Sobre o projeto


O Neuraventura é um  projeto da linha de pesquisa “Novas Mídias, Narratividade e Neurociências“, desenvolvida no NEUROEDUC (Centro nde Estudos em Neurociências e Educação), coordenado pelo Prof. Dr. Glaucio Aranha, para a produção de um jogo de narrativa transmídia orientado para a temática das neurociências.

É composto por um sistema de regras para criação de aventuras de RPG (Roleplayig Game) aliado a elementos disponíveis em diversas mídias: sites, redes sociais (Orkut), blogs, vídeos, arquivos texto, notícias, etc.

O jogo foi desenvolvido pelo Laboratório de Neuroeducação, na linha de pesquisa “Ludicidade, narrativas e Neurociências”, vinculada ao projeto “Desenvolvimento de Material Multimídia em Neurofisiologia e de Material de Divulgação Científica nas Áreas de Ciências e Cognição” (SIGMA no. 10521), uma parceria entre a Organização Ciências e Cognição (www.cienciesecognicao.org) e a Universidade Federal do Rio de Janeiro (UFRJ)

Trata-se de um processo de criação coletivo, envolvendo pesquisadores, professores, alunos e voluntários , estando aberto para colaborações

O que é um jogo transmídia?

Um dos trabalhos de referência sobre jogos transmídia é  o livro Convergência Digital, do pesquisador e professor Henry Jenkins. Ele é o fundador e diretor do programa de Estudos de Mídia Comparada (CMS) do Massachusetts Institute of Technology (MIT), e participa doConvergence Culture Consortium (C3), uma importante instituição focada na pesquisa acadêmica e sua relação com a indústria de mídia.

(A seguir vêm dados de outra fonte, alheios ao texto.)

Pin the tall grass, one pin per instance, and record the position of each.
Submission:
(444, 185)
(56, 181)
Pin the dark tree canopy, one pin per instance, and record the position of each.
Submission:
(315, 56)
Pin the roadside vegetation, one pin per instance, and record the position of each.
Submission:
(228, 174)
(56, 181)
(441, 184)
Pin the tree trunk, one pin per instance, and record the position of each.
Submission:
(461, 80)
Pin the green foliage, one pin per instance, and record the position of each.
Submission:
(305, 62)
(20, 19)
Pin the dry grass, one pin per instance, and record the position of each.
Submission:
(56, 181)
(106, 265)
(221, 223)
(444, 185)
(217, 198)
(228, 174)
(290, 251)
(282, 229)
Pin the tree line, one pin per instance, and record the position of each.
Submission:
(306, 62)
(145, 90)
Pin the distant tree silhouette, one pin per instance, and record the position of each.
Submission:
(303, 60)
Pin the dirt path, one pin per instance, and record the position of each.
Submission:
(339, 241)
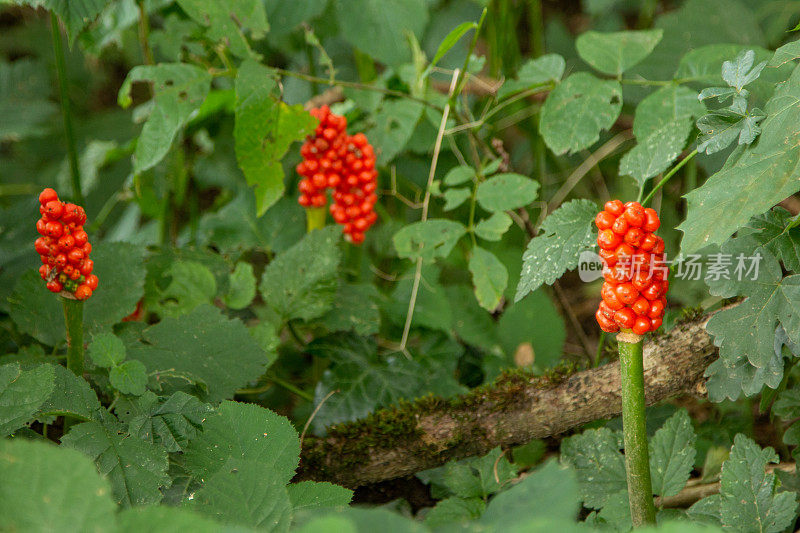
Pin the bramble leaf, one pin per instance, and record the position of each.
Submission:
(565, 234)
(577, 110)
(614, 53)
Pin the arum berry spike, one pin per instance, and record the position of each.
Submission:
(634, 297)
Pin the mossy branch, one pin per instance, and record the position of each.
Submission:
(414, 436)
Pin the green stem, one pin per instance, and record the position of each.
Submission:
(637, 461)
(667, 177)
(72, 152)
(73, 318)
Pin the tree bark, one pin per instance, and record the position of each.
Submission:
(402, 440)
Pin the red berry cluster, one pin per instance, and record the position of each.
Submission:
(64, 247)
(635, 286)
(346, 164)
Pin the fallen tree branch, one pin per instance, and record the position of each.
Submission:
(414, 436)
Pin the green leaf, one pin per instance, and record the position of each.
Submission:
(51, 488)
(179, 89)
(192, 284)
(662, 124)
(129, 378)
(107, 350)
(459, 175)
(505, 192)
(242, 287)
(478, 477)
(135, 469)
(489, 276)
(301, 282)
(749, 499)
(248, 432)
(203, 345)
(171, 422)
(228, 21)
(164, 519)
(379, 27)
(577, 110)
(672, 454)
(454, 510)
(551, 491)
(312, 495)
(455, 197)
(396, 120)
(72, 396)
(494, 227)
(265, 129)
(22, 393)
(451, 39)
(784, 54)
(614, 53)
(428, 239)
(535, 72)
(740, 71)
(595, 456)
(565, 234)
(761, 176)
(355, 308)
(243, 492)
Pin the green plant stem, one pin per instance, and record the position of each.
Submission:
(73, 318)
(667, 177)
(72, 151)
(637, 461)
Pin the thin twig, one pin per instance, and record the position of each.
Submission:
(314, 413)
(425, 202)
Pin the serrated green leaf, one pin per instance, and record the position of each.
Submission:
(784, 54)
(577, 110)
(107, 350)
(242, 288)
(595, 456)
(672, 454)
(301, 282)
(565, 234)
(203, 345)
(451, 39)
(171, 422)
(228, 21)
(265, 128)
(395, 121)
(764, 174)
(749, 501)
(538, 71)
(455, 197)
(312, 495)
(428, 239)
(179, 89)
(494, 227)
(22, 393)
(614, 53)
(248, 432)
(135, 469)
(662, 124)
(489, 276)
(243, 492)
(459, 175)
(379, 27)
(129, 377)
(551, 491)
(504, 192)
(61, 489)
(740, 71)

Em seu blog, Tati Martins divulgou a entrevista dada por Henry Jenkins, sobre o conceito de transmídia, à revista Comunicação 360°, que aqui transcrevemos:

Nós da Comunicação – Como o uso de diferentes plataformas de mídia pode contribuir na construção de uma perspectiva melhor para a educação, o entretenimento e a própria cultura?
Henry Jenkins – Vamos começar com uma distinção básica entre multimídia e transmídia. Multimídia remete aos primeiros experimentos em cd-rom, por exemplo, em que podemos integrar texto, som e imagens em uma única experiência de entretenimento ou de ‘eduentretenimento’. Tudo que o usuário tem de fazer é clicar no botão. Assim, enquanto isso amplia a gama de diferentes meios de comunicação que podemos acessar e a maneira de acessá-los, não muda muito o relacionamento do espectador com esse conteúdo.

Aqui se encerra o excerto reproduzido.